One of the world's leading animal rights organizations has mounted a legal challenge against the City of Toronto and its outdoor advertising firm, Astral Media, for removing anti-Canada Goose advertisements from public street fixtures.
People for the Ethical Treatment of Animals (PETA) are alleging that the city violated their constitutional rights by allowing Astral to remove ads that criticized Canada Goose's use of animal products.
The ads, paid for and designed by PETA, were pulled from Toronto transit shelters within just one day of going live in September of 2018, according to the organization.
Our lawyers are BACK in court today! 🙌 We’re intervening in a case involving the removal of @peta’s anti-@canadagoose ads from #Toronto transit shelters. We’re arguing that it’s a constitutional right for advocates to expose cruel companies through public ads! pic.twitter.com/XapPSBeDKY— Animal Justice (@AnimalJustice) October 15, 2019
In reality, PETA's lawyers say that Astral had received only one complaint about their ads — from an advertising agency that represents Canada Goose.
The agency is said to have "implied to Astral that if it wanted to continue to maintain its strong working relationship with Canada Goose, the ads must come down."
Lawyers for PETA are at Osgoode Hall in downtown Toronto today seeking a judicial review of the matter from an Ontario Divisional Court.
SO POWERFUL!— PETA (@peta) September 6, 2019
PETA supporters showed up to the Toronto International Film Festival red carpet to urge #TIFF19 to stop taking blood-money from @canadagoose.

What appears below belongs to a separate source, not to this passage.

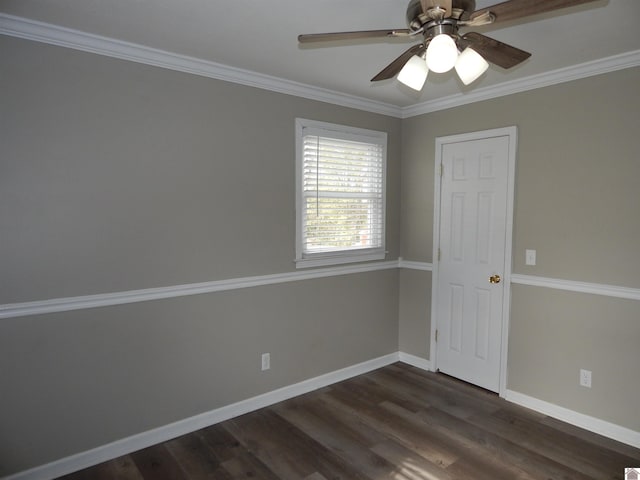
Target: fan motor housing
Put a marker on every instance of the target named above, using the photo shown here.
(416, 18)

The retailer sells jackets made with the feathers & fur of slaughtered animals. https://t.co/rG6uPHnPa8 pic.twitter.com/czwjfSHRNf
This is not the first time PETA has come after Canada Goose in Toronto and it's unlikely to be the last.
"PETA had every right to call the public's attention to the coyotes who are caught in painful steel traps and the birds who die violently so that their fur and feathers can be used for Canada Goose jackets," said the organization's president, Ingrid Newkirk, in a statement published Tuesday.
"We look forward to holding Astral Media and the city of Toronto accountable for violating our rights and to seeing our lifesaving ads reposted."